Namun, pembicaraan kemudian berlanjut mengenai hilangnya dimensi amal dalam tubuh umat Islam. Sehingga wacana keagamaan didominasi perang dalil bukan rumusan-rumusan amal yang disajikan kepada umat sebagai “suluh” atau “ikut menopang” hidup umat Islam yang banyak termarginalkan. Ambil contoh di wilayah dimana umat Islam menjadi mayoritas, yakni “buruh industri”, “petani gurem, buruh tani dan nelayan kecil” dan juga pedagang tradisional. Ketika kelompok-kelompok umat di atas sedang bergerak “menuntut kesejahteraan” sepertinya tidak ada “bendera ormas Islam” yang mendampinginya. Padahal, merekalah mungkin pengisi terbesar masjid atau musholla selepas adzan dikumandangkan.
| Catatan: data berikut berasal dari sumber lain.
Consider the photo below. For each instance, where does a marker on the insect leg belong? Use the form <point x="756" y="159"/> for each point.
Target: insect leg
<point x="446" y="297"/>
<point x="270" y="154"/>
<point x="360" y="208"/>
Tidak hanya itu, dalam kasus vaksin misalnya, kenapa kok ributnya umat berhenti pada tataran halal dan tidaknya vaksin ? Umat Islam sedunia kok tidak ada yang kepikiran untuk melakukan riset vaksin sendiri sehingga vaksin yang dihasilkan “otomatis” halal, karena lahir dari umat Islam. Pun kalau menengok pendapat Imam Ghazali bahwa ilmu fardhu kifayah itu adalah ilmu yang harus dipunyai sebuah bangsa muslim supaya ia dapat hidup dan bersaing dengan bangsa lain, maka ketika ada 18 item pangan bangsa Indonesia masih impor, maka harusnya para cerdik cendekia muslim merumuskan bagaimana lepas dari ketergantungan impor ini.
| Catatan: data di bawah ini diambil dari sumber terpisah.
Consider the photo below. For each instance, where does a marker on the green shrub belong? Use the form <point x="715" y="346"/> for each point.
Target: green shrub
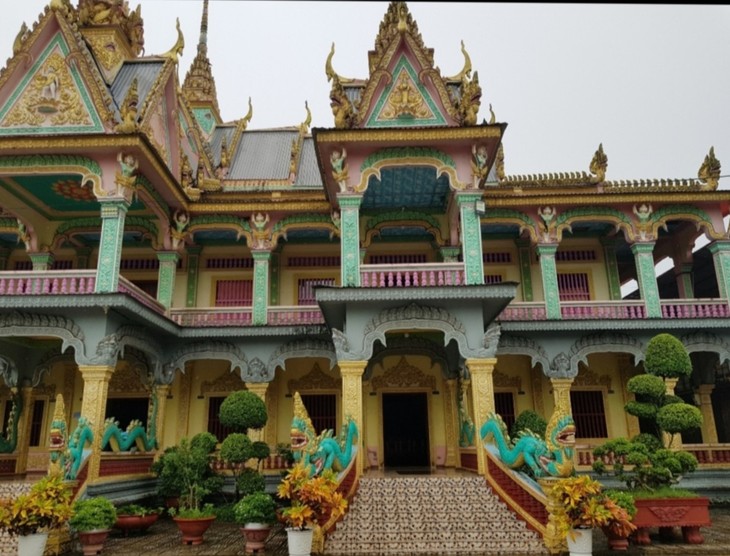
<point x="94" y="513"/>
<point x="667" y="357"/>
<point x="243" y="410"/>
Saya kok kemudian ingat sosok Muhammad Iqbal. Iqbal adalah filosof asal Pakistan yang mengkonstruksikan gagasannya tentang manusia sebagai Insan Kamil. Manusia yang tumbuh berkembang dan mengalami evolusi peningkatan dirinya ketingkat serupaan insan dengan Tuhannya. Tuhan adalah ego mutlak yang harus dicerap. Kalau mengikuti pembagian mistik menjadi mystic of infinity dan mystic of personality, maka Iqbal masuk dalam mystic of personality. Yakni bahwaTuhan diabsorb oleh manusia bukan manusia diabsorb dalamTuhan. Menurut Syafi’i Ma’arif, Iqbal adalah philosopher of action, yaitu filosof yang mementingkan perbuatan. Sedangkan Iqbal, berusaha membangkitkan kesadaran individual dan kemasyarakatan melalui sajak-sajaknya. Hal ini penting untuk membangkitkan masyarakat karena kaum penjajah cenderung meremehkan hak-hak individu dan sosial masyarakat terjajah. Menurut Iqbal Al Qur’an mengajarkan dinamisme, menampilkan ajaran tentang ego dan sifat kreatif manusia.
Kau menciptakan malam, dan aku yang membuat pelita
Kau menciptakan tanah liat dan aku yang membuat piala
Kau ciptakan sahara, gunung-gunung, dan hutan belantara
Aku juga membuat kebun anggur, tanam-tanaman dan padang tanaman
Akulah yang telah mengubah batu menjadi cermin
Akulah yang telah mengubah racun menjadi obat penawar
Hilangnya nalar kreatif dalam beramal inilah yang mungkin menjadikan keagamaan umat Islam sekarang ini begitu gaduh. Dan mungkin itu resiko dari umat yang tidak berani tampil, beraninya cuma nggamblok, bukan di aras utama cukup sebagai wakil. Akhirnya dimensi “amal” berubah jadi dimensi “omel”.